In this case, the store to "c" is unconditional, so pulling it forward
would not generate a data race.  However, the compiler is still prohibited
from pulling it forward because it is not allowed to reorder volatile
references.  So, yes, the compiler cannot reorder, but for a different
reason.

Some CPUs, on the other hand, can do this reordering, as Will Deacon
pointed out earlier in this thread.

							Thanx, Paul

--
To unsubscribe from this list: send the line "unsubscribe netfilter-devel" in
the body of a message to majordomo@vger.kernel.org
More majordomo info at  http://vger.kernel.org/majordomo-info.html

On 07.06.2016 15:06, Paul E. McKenney wrote:
> On Tue, Jun 07, 2016 at 02:41:44PM +0200, Hannes Frederic Sowa wrote:
>> On 07.06.2016 09:15, Peter Zijlstra wrote:
>>>>
>>>> diff --git a/Documentation/memory-barriers.txt b/Documentation/memory-barriers.txt
>>>> index 147ae8ec836f..a4d0a99de04d 100644
>>>> --- a/Documentation/memory-barriers.txt
>>>> +++ b/Documentation/memory-barriers.txt
>>>> @@ -806,6 +806,41 @@ out-guess your code.  More generally, although READ_ONCE() does force
>>>>  the compiler to actually emit code for a given load, it does not force
>>>>  the compiler to use the results.
>>>>  
>>>> +In addition, control dependencies apply only to the then-clause and
>>>> +else-clause of the if-statement in question.  In particular, it does
>>>> +not necessarily apply to code following the if-statement:
>>>> +
>>>> +	q = READ_ONCE(a);
>>>> +	if (q) {
>>>> +		WRITE_ONCE(b, p);
>>>> +	} else {
>>>> +		WRITE_ONCE(b, r);
>>>> +	}
>>>> +	WRITE_ONCE(c, 1);  /* BUG: No ordering against the read from "a". */
>>>> +
>>>> +It is tempting to argue that there in fact is ordering because the
>>>> +compiler cannot reorder volatile accesses and also cannot reorder
>>>> +the writes to "b" with the condition.  Unfortunately for this line
>>>> +of reasoning, the compiler might compile the two writes to "b" as
>>>> +conditional-move instructions, as in this fanciful pseudo-assembly
>>>> +language:
>>
>> I wonder if we already guarantee by kernel compiler settings that this
>> behavior is not allowed by at least gcc.
>>
>> We unconditionally set --param allow-store-data-races=0 which should
>> actually prevent gcc from generating such conditional stores.
>>
>> Am I seeing this correct here?
> 
> In this case, the store to "c" is unconditional, so pulling it forward
> would not generate a data race.  However, the compiler is still prohibited
> from pulling it forward because it is not allowed to reorder volatile
> references.  So, yes, the compiler cannot reorder, but for a different
> reason.
> 
> Some CPUs, on the other hand, can do this reordering, as Will Deacon
> pointed out earlier in this thread.

Sorry, to follow-up again on this.

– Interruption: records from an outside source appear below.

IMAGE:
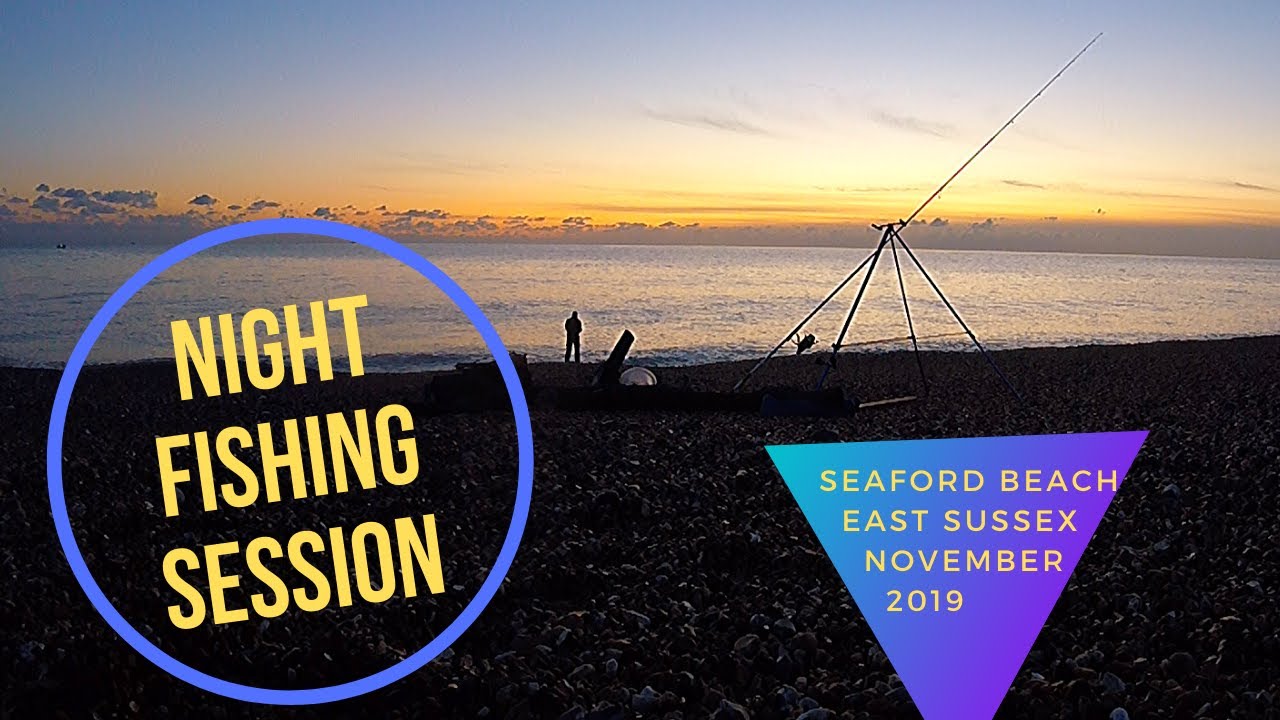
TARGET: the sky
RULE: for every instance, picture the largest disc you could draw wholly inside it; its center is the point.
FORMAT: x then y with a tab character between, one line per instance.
649	122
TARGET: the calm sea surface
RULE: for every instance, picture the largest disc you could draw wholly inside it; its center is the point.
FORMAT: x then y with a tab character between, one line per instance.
684	304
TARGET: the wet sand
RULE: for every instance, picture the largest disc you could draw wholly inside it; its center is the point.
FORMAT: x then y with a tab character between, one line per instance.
666	570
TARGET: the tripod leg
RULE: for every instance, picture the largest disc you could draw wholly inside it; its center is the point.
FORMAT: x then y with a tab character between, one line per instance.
801	323
906	308
849	318
959	319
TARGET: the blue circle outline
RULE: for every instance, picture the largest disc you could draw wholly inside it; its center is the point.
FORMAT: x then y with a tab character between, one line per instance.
309	696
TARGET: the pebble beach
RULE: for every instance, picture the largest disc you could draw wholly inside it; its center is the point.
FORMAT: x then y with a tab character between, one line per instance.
666	570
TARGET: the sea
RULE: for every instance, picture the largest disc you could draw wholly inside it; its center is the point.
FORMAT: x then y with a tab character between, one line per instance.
684	304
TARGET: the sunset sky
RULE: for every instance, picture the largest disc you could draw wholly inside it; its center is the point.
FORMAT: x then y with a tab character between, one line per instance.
531	122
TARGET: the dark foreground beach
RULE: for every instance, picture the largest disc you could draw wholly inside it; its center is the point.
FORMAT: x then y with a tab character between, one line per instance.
666	570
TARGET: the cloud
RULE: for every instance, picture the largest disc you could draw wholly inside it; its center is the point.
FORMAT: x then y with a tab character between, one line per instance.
259	205
1023	183
142	199
46	204
910	123
1251	186
437	214
726	122
87	205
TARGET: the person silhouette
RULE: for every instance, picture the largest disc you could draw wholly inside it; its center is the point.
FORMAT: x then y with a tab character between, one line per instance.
572	337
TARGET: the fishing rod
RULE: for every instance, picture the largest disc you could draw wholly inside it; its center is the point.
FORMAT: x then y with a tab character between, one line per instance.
1002	128
891	236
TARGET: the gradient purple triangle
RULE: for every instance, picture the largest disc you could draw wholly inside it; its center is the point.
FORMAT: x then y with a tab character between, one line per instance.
959	664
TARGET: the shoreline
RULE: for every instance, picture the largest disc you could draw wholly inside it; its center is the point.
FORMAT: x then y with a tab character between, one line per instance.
686	511
639	359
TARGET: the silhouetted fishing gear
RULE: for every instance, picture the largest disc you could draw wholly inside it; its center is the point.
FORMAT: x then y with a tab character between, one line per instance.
891	237
804	343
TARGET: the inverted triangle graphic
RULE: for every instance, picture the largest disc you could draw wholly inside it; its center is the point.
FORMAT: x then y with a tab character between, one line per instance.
956	664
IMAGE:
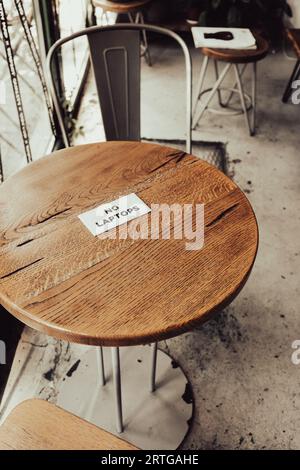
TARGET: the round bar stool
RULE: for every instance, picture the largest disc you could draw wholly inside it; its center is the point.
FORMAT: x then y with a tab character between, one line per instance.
134	11
238	60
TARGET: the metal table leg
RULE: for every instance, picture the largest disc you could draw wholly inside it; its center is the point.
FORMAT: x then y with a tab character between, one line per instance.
153	366
254	91
117	386
294	76
200	82
242	97
211	94
100	363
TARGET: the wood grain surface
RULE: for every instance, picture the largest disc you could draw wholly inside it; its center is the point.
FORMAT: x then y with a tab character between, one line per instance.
39	425
119	7
240	56
58	278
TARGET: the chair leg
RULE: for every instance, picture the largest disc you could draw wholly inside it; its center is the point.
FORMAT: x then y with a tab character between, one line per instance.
234	87
139	19
145	40
200	82
211	95
294	76
254	93
100	362
242	97
153	366
217	76
118	390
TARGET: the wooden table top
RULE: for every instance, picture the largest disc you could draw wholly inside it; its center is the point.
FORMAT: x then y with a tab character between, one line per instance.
56	277
120	7
39	425
240	56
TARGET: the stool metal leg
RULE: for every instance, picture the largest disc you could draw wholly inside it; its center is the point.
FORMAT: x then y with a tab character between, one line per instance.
211	95
100	362
242	97
254	92
117	385
219	91
139	19
145	39
153	366
235	86
294	76
200	82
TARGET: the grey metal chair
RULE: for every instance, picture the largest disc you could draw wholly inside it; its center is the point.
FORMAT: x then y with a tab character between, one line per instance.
115	56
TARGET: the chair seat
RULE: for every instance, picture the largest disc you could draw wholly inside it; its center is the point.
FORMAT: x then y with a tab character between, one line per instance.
294	37
39	425
120	7
239	56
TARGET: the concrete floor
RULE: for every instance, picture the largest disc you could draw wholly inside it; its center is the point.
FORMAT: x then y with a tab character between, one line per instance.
245	386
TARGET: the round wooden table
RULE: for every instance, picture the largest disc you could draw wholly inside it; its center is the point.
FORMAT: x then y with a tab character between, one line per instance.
58	278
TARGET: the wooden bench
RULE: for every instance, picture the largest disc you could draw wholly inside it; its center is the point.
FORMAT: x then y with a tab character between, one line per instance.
39	425
293	36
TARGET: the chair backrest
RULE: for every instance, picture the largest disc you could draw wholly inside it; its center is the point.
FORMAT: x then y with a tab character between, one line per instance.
115	55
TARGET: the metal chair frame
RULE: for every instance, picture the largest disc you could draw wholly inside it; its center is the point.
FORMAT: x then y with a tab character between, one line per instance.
122	27
56	102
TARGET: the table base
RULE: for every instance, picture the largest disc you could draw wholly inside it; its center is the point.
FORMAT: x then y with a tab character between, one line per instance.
158	420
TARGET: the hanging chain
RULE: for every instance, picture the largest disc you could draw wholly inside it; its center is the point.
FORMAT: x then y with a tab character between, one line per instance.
14	80
37	60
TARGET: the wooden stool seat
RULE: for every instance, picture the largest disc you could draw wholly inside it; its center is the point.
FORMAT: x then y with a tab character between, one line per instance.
239	56
39	425
120	7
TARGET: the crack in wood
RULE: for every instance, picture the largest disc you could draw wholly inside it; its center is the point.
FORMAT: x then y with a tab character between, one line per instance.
53	215
178	156
26	242
222	215
21	269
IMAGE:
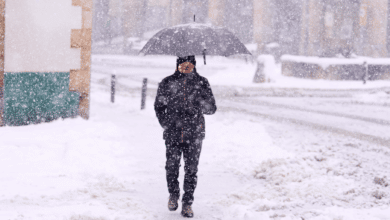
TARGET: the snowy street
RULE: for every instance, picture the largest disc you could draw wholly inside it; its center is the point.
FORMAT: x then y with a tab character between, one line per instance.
289	149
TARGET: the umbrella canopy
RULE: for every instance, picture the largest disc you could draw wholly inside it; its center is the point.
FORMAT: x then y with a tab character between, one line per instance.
194	39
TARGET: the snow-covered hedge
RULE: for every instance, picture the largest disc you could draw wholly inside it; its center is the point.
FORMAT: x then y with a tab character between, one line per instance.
336	68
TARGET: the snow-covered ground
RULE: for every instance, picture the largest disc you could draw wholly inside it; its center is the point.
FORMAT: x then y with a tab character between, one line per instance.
290	149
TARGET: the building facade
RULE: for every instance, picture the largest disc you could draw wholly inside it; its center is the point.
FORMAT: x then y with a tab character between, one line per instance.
325	28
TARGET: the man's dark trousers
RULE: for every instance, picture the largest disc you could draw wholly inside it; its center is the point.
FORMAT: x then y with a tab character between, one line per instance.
191	152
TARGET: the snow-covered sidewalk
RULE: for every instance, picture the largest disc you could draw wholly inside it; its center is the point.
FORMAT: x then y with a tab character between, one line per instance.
112	166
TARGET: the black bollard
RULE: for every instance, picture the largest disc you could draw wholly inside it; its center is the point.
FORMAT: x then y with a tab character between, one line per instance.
144	88
113	88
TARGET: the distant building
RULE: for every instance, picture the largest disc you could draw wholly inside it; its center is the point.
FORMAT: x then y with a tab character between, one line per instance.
300	27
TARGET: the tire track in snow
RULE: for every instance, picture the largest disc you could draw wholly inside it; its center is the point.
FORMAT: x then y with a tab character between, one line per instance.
356	135
337	114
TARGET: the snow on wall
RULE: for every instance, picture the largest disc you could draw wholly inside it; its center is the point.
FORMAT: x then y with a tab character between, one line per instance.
37	35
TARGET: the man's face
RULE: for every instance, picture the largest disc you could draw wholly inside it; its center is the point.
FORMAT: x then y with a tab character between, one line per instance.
186	67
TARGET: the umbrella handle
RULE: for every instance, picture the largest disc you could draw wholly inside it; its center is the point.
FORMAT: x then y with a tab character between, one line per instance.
204	56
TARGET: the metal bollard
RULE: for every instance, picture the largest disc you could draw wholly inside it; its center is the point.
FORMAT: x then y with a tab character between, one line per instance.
144	88
113	88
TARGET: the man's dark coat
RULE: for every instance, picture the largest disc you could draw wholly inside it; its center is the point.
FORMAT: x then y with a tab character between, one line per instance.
181	101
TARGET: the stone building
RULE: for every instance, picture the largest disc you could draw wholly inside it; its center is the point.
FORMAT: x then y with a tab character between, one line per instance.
323	28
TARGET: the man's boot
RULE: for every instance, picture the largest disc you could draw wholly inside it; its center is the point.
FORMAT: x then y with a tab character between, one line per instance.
187	211
172	203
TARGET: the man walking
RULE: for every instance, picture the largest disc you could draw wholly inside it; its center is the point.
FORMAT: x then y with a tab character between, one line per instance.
181	101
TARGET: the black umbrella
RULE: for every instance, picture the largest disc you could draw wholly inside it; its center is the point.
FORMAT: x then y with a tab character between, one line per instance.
194	39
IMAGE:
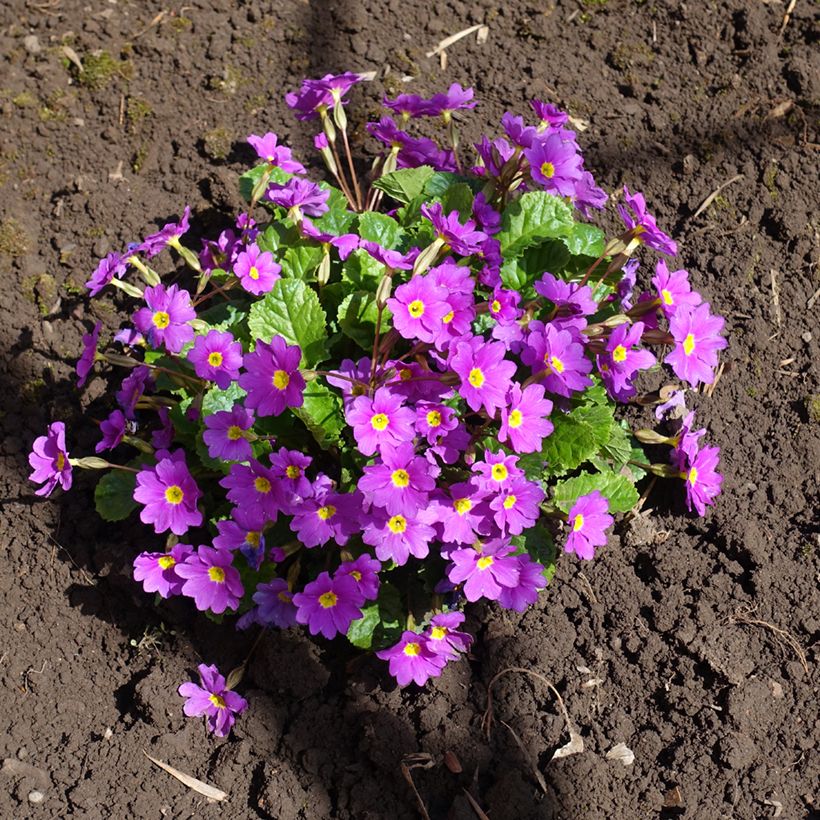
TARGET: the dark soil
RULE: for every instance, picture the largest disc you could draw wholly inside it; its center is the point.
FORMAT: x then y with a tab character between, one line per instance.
692	641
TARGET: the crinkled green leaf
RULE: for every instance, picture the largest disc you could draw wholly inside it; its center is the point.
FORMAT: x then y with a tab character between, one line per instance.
380	228
617	488
291	310
321	413
532	218
114	495
406	184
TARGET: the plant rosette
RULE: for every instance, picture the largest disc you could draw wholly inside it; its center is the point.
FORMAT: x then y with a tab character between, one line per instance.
373	401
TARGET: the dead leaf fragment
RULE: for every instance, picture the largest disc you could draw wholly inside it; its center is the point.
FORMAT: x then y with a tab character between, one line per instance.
621	752
205	789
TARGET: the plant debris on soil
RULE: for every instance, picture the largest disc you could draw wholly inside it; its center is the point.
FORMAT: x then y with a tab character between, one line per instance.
691	642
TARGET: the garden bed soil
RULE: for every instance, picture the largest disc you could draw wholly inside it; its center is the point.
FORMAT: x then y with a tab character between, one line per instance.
691	640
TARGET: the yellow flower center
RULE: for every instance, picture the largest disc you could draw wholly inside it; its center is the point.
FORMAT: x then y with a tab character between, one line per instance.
400	478
416	308
462	505
161	319
262	485
397	524
174	494
280	379
326	512
379	421
217	575
327	600
619	354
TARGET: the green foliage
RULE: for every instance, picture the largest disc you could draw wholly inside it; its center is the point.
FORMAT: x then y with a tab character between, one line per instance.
291	310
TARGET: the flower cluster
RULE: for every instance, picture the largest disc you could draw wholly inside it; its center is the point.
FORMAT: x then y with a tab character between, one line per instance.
379	403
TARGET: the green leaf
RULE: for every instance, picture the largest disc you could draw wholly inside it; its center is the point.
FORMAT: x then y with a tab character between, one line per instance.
585	240
114	495
406	184
617	488
291	310
300	261
530	219
571	443
357	318
322	414
380	228
458	197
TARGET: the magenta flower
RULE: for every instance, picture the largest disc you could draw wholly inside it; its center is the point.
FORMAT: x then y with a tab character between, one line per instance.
673	289
558	357
463	239
255	490
216	357
485	373
697	340
225	434
210	578
642	224
213	700
555	165
327	514
418	308
397	537
365	572
381	423
411	659
89	354
170	495
517	507
525	592
400	484
699	471
329	605
157	570
113	429
155	242
524	422
588	521
49	460
165	320
485	570
273	381
257	271
107	268
622	359
277	155
301	196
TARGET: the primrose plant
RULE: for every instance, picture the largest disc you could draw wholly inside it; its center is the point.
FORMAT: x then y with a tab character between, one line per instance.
375	400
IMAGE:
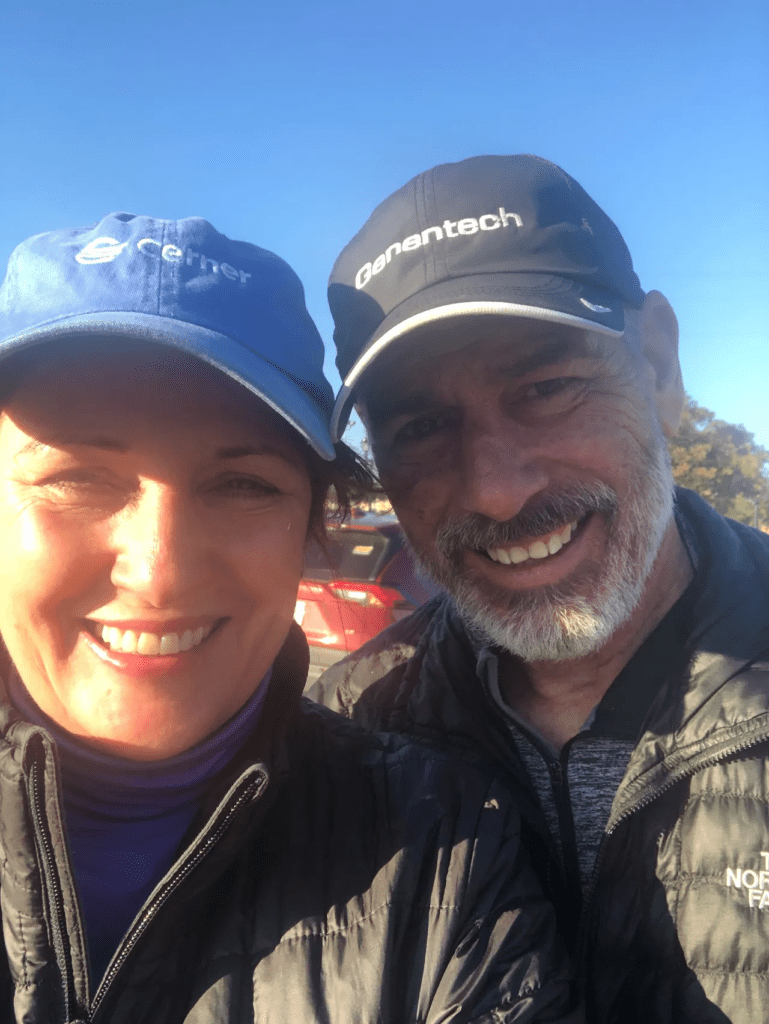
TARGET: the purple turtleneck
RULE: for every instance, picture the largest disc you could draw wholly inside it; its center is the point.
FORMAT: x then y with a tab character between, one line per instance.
126	818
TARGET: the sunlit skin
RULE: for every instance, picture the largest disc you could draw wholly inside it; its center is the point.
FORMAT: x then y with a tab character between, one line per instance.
139	486
484	417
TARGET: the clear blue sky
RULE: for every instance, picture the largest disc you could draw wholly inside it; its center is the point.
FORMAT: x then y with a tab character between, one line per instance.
285	124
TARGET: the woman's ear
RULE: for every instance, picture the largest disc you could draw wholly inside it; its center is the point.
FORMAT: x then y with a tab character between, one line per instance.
658	330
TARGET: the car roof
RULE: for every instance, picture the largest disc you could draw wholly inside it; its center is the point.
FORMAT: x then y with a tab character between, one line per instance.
386	523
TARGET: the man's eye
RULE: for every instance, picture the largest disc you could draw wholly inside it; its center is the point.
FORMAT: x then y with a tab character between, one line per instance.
545	389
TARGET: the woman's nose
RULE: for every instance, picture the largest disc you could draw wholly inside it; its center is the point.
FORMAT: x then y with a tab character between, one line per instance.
158	547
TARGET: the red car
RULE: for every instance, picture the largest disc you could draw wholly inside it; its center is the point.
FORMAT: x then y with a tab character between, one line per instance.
365	581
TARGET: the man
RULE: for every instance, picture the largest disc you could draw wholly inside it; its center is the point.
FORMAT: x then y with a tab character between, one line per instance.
604	639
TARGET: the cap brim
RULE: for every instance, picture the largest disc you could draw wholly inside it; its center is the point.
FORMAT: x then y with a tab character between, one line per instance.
542	297
224	353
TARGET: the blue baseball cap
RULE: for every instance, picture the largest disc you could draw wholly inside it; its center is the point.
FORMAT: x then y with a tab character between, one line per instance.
502	236
177	283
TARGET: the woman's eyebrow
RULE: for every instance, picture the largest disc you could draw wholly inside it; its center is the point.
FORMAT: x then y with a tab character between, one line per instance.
242	451
35	446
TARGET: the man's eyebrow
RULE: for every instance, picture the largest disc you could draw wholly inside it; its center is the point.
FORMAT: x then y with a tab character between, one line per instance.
554	352
381	410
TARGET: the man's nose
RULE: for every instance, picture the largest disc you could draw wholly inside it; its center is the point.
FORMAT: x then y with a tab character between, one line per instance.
503	468
160	548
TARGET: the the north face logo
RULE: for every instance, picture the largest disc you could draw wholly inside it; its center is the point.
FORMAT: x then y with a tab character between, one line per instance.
754	882
104	250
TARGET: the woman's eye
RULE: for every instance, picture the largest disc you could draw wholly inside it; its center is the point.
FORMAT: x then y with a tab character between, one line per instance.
246	486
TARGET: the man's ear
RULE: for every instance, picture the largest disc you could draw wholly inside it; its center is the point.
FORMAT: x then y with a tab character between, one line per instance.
658	330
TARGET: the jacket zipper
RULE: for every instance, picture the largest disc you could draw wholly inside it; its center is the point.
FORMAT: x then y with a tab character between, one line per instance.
150	911
673	779
52	890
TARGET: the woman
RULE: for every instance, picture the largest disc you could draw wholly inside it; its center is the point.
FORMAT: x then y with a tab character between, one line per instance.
183	838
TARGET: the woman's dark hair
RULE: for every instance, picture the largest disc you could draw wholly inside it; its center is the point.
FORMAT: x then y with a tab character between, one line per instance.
337	486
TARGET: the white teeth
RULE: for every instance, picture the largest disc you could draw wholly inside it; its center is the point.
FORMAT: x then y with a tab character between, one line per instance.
152	644
169	644
540	549
129	641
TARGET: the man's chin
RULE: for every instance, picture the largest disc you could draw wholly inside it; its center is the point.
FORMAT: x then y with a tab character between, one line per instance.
547	624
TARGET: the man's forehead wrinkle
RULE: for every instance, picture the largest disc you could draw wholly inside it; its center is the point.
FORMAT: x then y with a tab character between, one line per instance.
394	402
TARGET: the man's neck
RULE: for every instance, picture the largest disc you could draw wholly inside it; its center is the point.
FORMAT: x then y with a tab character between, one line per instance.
556	697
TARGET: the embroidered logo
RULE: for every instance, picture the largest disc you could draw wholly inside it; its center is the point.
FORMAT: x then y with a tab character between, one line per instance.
104	250
754	882
467	225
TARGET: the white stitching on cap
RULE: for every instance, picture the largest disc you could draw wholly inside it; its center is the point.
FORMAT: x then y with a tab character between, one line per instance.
444	312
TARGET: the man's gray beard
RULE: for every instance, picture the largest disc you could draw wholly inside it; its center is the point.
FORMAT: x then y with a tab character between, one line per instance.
560	623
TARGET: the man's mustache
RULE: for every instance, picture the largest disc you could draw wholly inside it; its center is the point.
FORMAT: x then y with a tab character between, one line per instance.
545	514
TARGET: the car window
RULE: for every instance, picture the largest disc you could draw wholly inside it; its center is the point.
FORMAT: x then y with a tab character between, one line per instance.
350	554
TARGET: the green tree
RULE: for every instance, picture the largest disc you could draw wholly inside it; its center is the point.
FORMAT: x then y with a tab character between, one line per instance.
722	463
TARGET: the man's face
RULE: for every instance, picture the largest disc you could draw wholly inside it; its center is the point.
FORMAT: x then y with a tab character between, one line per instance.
526	464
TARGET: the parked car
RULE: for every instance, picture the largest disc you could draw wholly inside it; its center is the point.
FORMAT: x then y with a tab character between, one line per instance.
362	582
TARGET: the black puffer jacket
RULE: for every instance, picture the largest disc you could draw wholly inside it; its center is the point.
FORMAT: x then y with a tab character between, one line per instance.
333	877
676	928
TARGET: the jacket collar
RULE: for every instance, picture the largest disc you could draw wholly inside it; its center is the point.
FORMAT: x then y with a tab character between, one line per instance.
729	635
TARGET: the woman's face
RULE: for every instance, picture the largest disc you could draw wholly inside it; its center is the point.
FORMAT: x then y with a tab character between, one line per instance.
143	492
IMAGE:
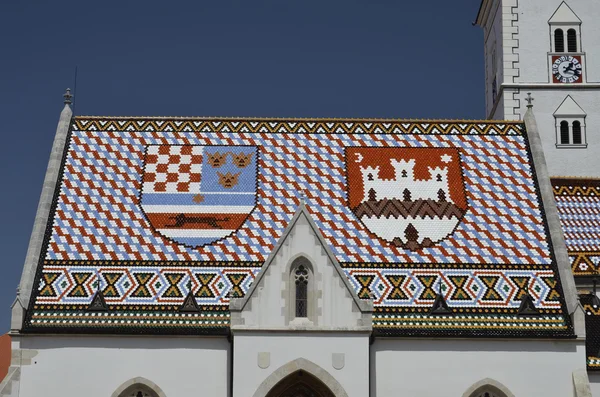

Will Deacon's comments were about
conditional-move instructions, which this compiler-option would prevent,
as far as I can see it. Thus I couldn't follow your answer completely:

The writes to b would be non-conditional-moves with a control dependency
from a and and edge down to the write to c, which obviously is
non-conditional. As such in terms of dependency ordering, we would have
the control dependency always, thus couldn't we assume that in a current
kernel we always have a load(a)->store(c) requirement?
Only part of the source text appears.